The Monumento ao Bombeiro or Monument to the Firefighter is a monument/memorial located in the civil parish of Belas, in the municipality of Sintra, in the central region of Portugal.

The Monumento was designed to honour the service and sacrifice of several firemen, who lost their lives in 1967, during their efforts to rescue people during the torrential downpours that breached the banks of the Jamor River, causing heavy flooding. In addition to the firemen, many people lost their lives and extensive property damage.

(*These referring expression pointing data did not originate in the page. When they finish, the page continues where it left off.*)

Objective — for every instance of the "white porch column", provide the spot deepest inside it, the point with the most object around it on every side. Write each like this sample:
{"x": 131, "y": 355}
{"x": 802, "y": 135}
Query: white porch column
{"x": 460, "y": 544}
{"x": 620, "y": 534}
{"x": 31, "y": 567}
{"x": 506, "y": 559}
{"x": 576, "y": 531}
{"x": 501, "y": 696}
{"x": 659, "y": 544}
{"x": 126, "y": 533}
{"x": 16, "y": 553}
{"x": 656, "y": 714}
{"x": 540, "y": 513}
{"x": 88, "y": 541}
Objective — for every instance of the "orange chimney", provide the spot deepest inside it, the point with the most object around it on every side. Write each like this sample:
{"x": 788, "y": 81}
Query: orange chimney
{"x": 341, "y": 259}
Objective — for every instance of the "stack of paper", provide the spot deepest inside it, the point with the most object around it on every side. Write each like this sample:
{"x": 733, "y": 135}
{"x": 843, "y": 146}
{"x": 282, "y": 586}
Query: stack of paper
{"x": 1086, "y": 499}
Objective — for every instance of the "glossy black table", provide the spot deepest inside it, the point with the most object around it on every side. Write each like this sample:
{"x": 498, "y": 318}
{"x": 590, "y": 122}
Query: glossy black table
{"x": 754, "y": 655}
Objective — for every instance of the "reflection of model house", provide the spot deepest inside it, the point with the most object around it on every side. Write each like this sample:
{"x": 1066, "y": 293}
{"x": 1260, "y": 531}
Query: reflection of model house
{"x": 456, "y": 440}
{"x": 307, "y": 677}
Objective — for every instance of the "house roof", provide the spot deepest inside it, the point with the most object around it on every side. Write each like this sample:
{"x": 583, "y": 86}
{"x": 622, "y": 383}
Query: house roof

Dedicated to Belas' Volunteer Firefighters, the monument was officially dedicated on 24 November 2002, with the presence of the Secretário de Estado adjunto do Ministério da Administração Interna (Adjunct-Secretary of State for the Ministry of Internal Administration), Luís Pais de Sousa and president of the municipality, Fernando Seara, along with other politicians, dignitaries and officials, marking the 35th anniversary of the tragedy. In a speech addressing the crowd, the president of the parish council, Guilherme Dias, reminded the crowd that the statute "served to demonstrate to the people, the respect [we] have for the firefighters. At the bottom we transform in bronze our collective sentiment". In addition to the inauguration, the event served to inaugurate the new vehicles and forest-fighting equipment, ambulances and generators that were acquired for the institution.

A medal was impressed officially to honour the firefighters and pay homage to the people who died in the tragedy.

The monument was designed and created by the artist Bottelho.